- Born: Wallace Anderson November 9, 1927 Tuscarora Indian Reservation in Lewiston, New York, United States
- Died: December 10, 1985 (aged 58)
- Citizenship: American, Tuscarora
- Occupation: Activist
- Allegiance: United States of America
- Branch: United States Navy
- Conflicts: World War II Korean War

= Wallace "Mad Bear" Anderson =

Tuscarora activist (1927–1985)

Wallace "Mad Bear" Anderson (November 9, 1927 – December 10, 1985) was a Tuscarora activist predominantly active in the 1950s who became a spokesman for tribal sovereignty.

As a child, Anderson received the nickname "Mad Bear" from his grandmother due to his temper.
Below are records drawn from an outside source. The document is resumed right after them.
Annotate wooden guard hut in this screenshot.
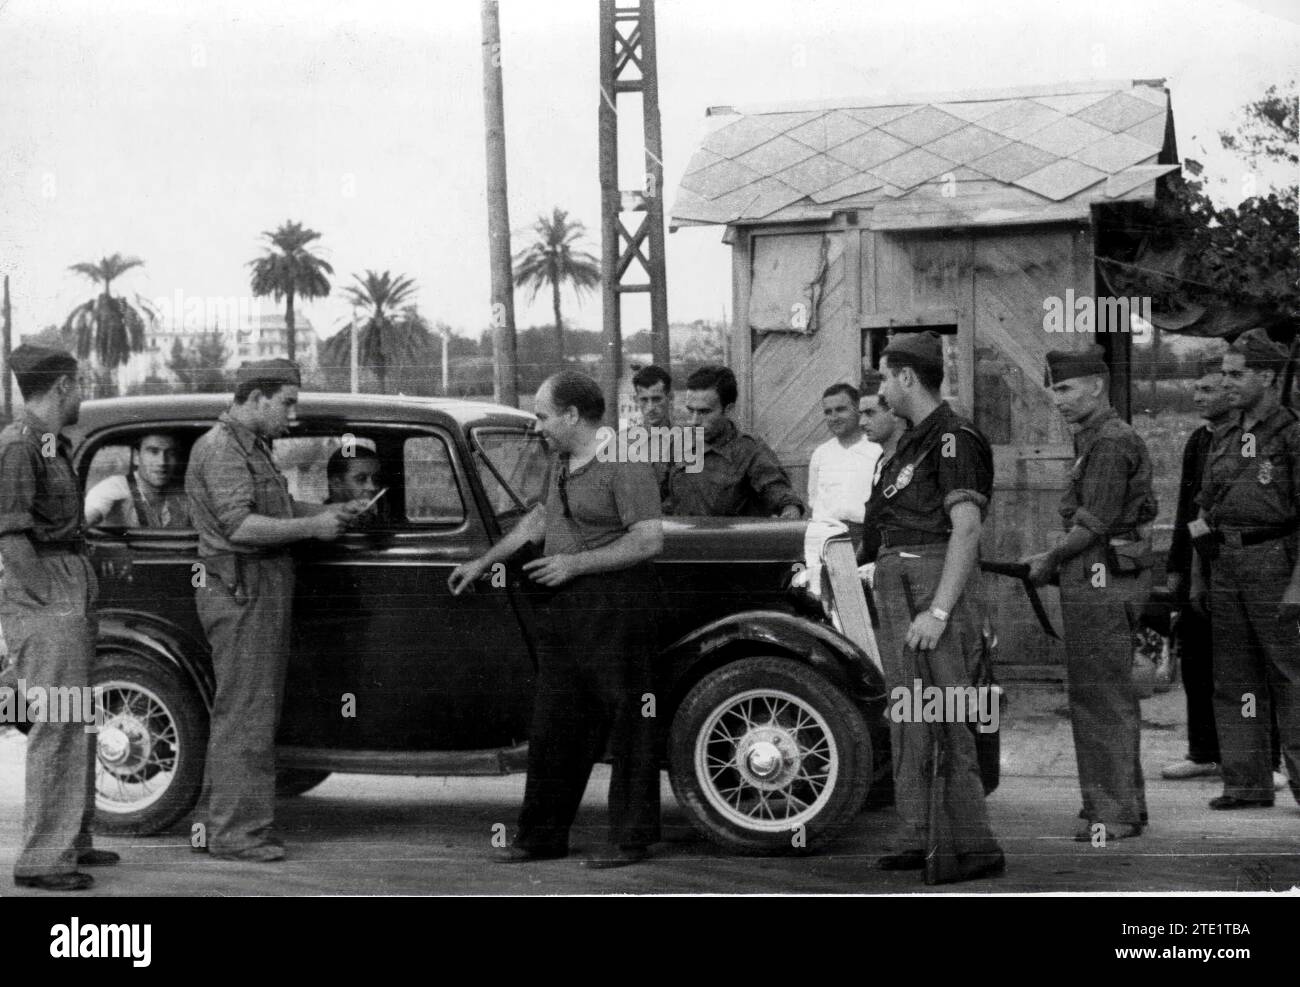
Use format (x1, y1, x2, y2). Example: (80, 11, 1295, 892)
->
(670, 79, 1180, 673)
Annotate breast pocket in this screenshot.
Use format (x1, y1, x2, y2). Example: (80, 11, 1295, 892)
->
(253, 472, 293, 518)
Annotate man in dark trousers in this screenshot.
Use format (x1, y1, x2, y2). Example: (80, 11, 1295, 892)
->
(1024, 346, 1157, 843)
(185, 359, 357, 861)
(448, 370, 664, 868)
(664, 365, 804, 518)
(1189, 328, 1299, 809)
(1, 345, 117, 891)
(868, 331, 1005, 883)
(1162, 353, 1232, 781)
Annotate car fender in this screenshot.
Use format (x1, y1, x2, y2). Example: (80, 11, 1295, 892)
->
(660, 609, 889, 714)
(96, 610, 214, 709)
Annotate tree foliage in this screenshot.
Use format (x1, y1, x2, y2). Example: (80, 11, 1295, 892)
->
(319, 271, 435, 392)
(62, 253, 153, 369)
(168, 332, 231, 393)
(513, 207, 600, 366)
(248, 220, 333, 364)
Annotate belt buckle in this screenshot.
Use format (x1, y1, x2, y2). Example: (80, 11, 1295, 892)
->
(1221, 529, 1243, 549)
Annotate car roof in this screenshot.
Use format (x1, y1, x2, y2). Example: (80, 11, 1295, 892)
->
(72, 392, 535, 440)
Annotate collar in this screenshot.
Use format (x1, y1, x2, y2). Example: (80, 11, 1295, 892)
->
(20, 409, 69, 451)
(1075, 405, 1117, 437)
(897, 401, 953, 452)
(1238, 390, 1281, 433)
(218, 410, 271, 457)
(706, 418, 740, 453)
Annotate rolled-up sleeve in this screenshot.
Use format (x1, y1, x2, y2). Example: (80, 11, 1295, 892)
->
(937, 428, 992, 518)
(0, 443, 38, 536)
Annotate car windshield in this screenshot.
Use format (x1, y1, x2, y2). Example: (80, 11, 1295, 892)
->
(471, 427, 549, 522)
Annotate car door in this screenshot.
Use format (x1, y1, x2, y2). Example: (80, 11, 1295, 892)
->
(279, 421, 536, 754)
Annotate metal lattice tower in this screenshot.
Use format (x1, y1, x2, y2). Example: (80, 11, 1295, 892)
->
(598, 0, 670, 424)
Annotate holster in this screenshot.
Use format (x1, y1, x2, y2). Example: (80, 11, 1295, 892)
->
(1189, 530, 1220, 564)
(1106, 534, 1154, 577)
(205, 554, 248, 605)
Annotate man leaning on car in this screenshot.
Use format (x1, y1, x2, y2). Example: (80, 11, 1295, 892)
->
(184, 359, 363, 862)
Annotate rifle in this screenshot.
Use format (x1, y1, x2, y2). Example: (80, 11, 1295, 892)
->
(900, 572, 960, 886)
(979, 559, 1060, 639)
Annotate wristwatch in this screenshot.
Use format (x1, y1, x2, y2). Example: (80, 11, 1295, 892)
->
(927, 607, 950, 622)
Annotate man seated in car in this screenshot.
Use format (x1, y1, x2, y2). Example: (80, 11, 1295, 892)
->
(85, 432, 191, 528)
(325, 446, 386, 526)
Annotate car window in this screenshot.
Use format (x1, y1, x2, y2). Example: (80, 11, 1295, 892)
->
(472, 429, 548, 518)
(85, 444, 132, 494)
(273, 436, 339, 504)
(403, 435, 465, 524)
As a young man, he enlisted in the U.S. Navy, serving during World War II in Okinawa, and later in Korea during the Korean War. Anderson became an activist for American Indians Rights after being rejected for a loan under the GI Bill to build a house on the Tuscarora reservation.

==Income Tax Protests==
Anderson led protests against Haudenosaunee payment of New York State income taxes in 1957. Several hundred Akwesasne Mohawks marched to the Massena, New York courthouse to burn court summons that were issued for unpaid taxes.

==Tuscarora Reservoir Protest==

The Power Authority of the State of New York seized Tuscarora Reservation land to build a reservoir to flood the land. Anderson was a key figure in the protest against the Tuscarora Reservoir, blocking surveyors from entering the reservation and deflating tires of workers, as well as lying in the road to block trucks. Despite the protest efforts, the U.S. Supreme Court eventually ruled that the taking of the land was legal and the reservoir was built.

==Declaration of Sovereignty ==
In March 1959, Anderson helped to lead a revolt and declaration of sovereignty at the Six Nations Reserve in Brantford, Ontario, the borough founded by Joseph Brant. Following this declaration, twelve Royal Canadian Mounted Police entered the reserve's council house, but the Haudenosaunee forced them out.